Chapter 6: Origami

12 2 9
                                    

"Ah, Senpai. Hujannya lebat sekali, ya," sapaku sambil sedikit membungkuk pada senpai yang sedang berdiri di pintu masuk gedung apartemen. Aku lantas menutup payung setelah menyibak air yang ada di payung. 'Apa senpai sedang menunggu seseorang?' pikirku sebelum mendengar balasannya.

"Begitulah. Padahal aku baru berpikir ingin ke kedai ramen," balasnya dengan nada rendahnya yang khas.

"Ooh." Aku hanya ber-oh pelan menanggapi kata-kata senpai, sementara benakku sibuk mengingat apa yang ada di kulkasku, lalu cepat-cepat menambahkan, "Eh, Senpai mau makan malam denganku? Aku akan membuat pasta".

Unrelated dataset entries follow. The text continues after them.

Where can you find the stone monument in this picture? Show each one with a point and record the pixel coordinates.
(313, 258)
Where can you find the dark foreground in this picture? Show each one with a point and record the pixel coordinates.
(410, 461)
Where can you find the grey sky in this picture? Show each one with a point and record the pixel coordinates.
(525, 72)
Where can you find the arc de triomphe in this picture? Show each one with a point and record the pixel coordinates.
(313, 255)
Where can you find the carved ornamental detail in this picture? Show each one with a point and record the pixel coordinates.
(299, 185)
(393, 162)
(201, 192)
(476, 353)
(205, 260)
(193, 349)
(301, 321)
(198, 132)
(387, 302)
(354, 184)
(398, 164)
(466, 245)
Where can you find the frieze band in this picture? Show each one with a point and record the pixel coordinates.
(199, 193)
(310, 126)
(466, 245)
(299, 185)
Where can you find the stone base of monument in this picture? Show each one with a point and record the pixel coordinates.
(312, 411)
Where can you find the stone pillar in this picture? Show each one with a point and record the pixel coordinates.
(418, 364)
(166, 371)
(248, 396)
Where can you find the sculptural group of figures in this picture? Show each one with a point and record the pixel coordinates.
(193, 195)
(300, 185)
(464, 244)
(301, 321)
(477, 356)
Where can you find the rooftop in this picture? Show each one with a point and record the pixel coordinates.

"Boleh juga," kata senpai lalu kami berjalan sambil mengobrol. "Ngomong-ngomong, kamu tidak membuat pasta karena aku bilang mau makan ramen 'kan?"

'Sial! Apa sejelas itu!?' makiku dalam hati. "Tidak, aku memang sudah berpikir akan membuat pasta sejak di jalan tadi," bantahku yang jelas-jelas bohong. Kami terus mengobrol selama berjalan ke apartemenku dan selama aku memasak di dapur. Banyak hal yang kami bincangkan, termasuk juga ke mana aku pergi tadi. Apa itu penting dibahas?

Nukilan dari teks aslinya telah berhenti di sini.